To restore the land, “it was more of a challenge than we knew at the time,” Mr. Neitenbach said. For several growing seasons, he’s been using dead leaves as fertilizer to help reinvigorate the soil. “It was just an open field, and it’d been farmed out. The soil had been used and not taken care of, and had been overgrown for three decades.”
Ms. Emrick said the farms are now realizing the benefits, however unintended, of the park’s original 1974 goal of making national parks more accessible to urban areas. Cuyahoga Valley attracted 2.3 million visitors in 2015, ranking it 38th among park service sites and putting it on par with the likes of Mount Rushmore, Valley Forge and Glacier National Park in Montana.
Hundreds of people pack the Countryside Farmers’ Market every Saturday morning — the first farmers’ market in a national park. Special event tours on the Cuyahoga Valley Scenic Railroad, which include brunches and wine tastings while winding through the countryside, are especially popular draws.
In the sleepy town of Peninsula in the heart of the park, visitors can rent bicycles and connect with the Towpath Trail. The 85-mile path follows nearly the exact route of where, in the 19th century, mules pulled canal boats filled with passengers and goods up and down the Ohio and Erie Canal.

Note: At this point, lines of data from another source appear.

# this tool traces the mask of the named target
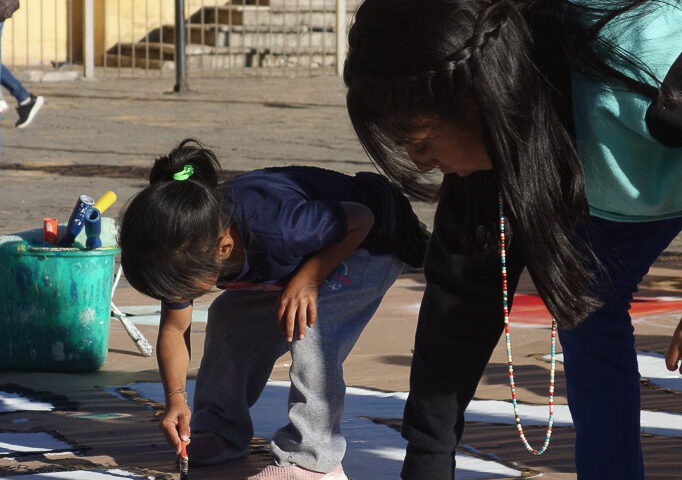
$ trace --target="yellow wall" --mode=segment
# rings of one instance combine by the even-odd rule
[[[64,62],[72,51],[76,62],[82,60],[83,0],[20,0],[21,8],[5,22],[2,35],[3,62],[11,65],[49,65]],[[224,5],[227,0],[185,0],[187,16],[204,6]],[[106,50],[119,40],[131,43],[142,40],[147,29],[173,24],[174,0],[94,0],[95,55],[102,63]],[[73,9],[71,15],[70,8]],[[69,16],[72,20],[69,22]],[[42,26],[41,26],[42,18]],[[69,26],[73,28],[73,46],[69,47]],[[42,32],[42,34],[41,34]],[[172,39],[164,39],[172,43]],[[14,59],[14,61],[12,61]]]
[[[68,3],[68,0],[20,0],[19,10],[5,21],[2,32],[3,63],[38,66],[67,61]]]
[[[159,28],[160,25],[175,23],[174,0],[100,1],[104,3],[103,16],[95,23],[101,39],[96,48],[98,64],[101,63],[102,52],[114,47],[119,41],[121,43],[139,42],[145,38],[148,31]],[[185,0],[185,16],[196,12],[202,5],[225,5],[225,3],[227,0]],[[164,38],[164,43],[173,43],[173,39]]]
[[[98,1],[98,0],[95,0]],[[102,53],[120,41],[135,43],[142,41],[148,31],[160,25],[175,23],[174,0],[99,0],[104,3],[102,17],[95,22],[99,44],[96,48],[97,63]],[[225,5],[228,0],[185,0],[185,17],[189,17],[202,6]],[[173,38],[164,38],[164,43],[173,43]]]
[[[100,0],[103,1],[103,0]],[[175,2],[173,0],[106,0],[107,44],[115,44],[120,32],[121,41],[141,40],[147,32],[160,24],[173,24]],[[185,14],[194,13],[201,5],[224,5],[227,0],[185,0]],[[121,21],[119,22],[119,17]],[[145,21],[145,19],[147,19]],[[119,28],[120,27],[120,28]]]

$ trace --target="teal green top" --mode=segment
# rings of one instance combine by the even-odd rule
[[[618,20],[602,30],[660,80],[682,50],[682,4],[671,3],[661,2],[636,22]],[[653,84],[641,73],[631,75]],[[645,115],[651,101],[578,75],[572,93],[592,215],[626,222],[682,216],[682,148],[665,147],[649,133]]]

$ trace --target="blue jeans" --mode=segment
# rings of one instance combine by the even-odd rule
[[[21,82],[2,63],[0,63],[0,83],[17,99],[17,103],[21,103],[31,96]]]
[[[2,64],[2,29],[4,26],[5,22],[0,22],[0,84],[9,90],[9,93],[17,99],[18,103],[21,103],[30,97],[31,94],[24,88],[21,82],[12,75],[12,72]]]
[[[604,266],[597,277],[604,305],[576,328],[559,330],[576,469],[580,480],[644,480],[640,377],[628,310],[649,267],[682,230],[682,218],[592,221],[583,233]]]

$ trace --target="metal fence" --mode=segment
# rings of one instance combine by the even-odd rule
[[[22,0],[5,21],[2,63],[10,68],[48,72],[81,60],[81,26],[74,25],[79,0]]]
[[[336,73],[355,6],[355,0],[185,0],[188,76]],[[92,58],[99,77],[171,77],[174,13],[175,0],[22,0],[5,25],[11,31],[3,36],[3,59],[11,68],[46,71]]]

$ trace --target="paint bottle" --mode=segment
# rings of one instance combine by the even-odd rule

For what the farmers may give up by having Uncle Sam as their landlord — bureaucratic red tape for minor alterations to their property, the relative lack of privacy to name a few — the “direct access to your market” and guaranteed protection against development is worth it, Ms. Emrick said.
“Just like the river itself being restored, they brought farming back to life in the valley,” Ms. Emrick said, adding that the only limitation is funding to make the remaining sites livable. “If we had a guardian angel, we could do a few more sites.”
Ms. Barnes, the park ranger, said the environmental education facility, which she helped establish in the 1990s, often shows visitors the aerial view of the park. “It’s still so surprising that you get in the car (in Cleveland), and in 30 minutes you can feel like you’re in the middle of nowhere.”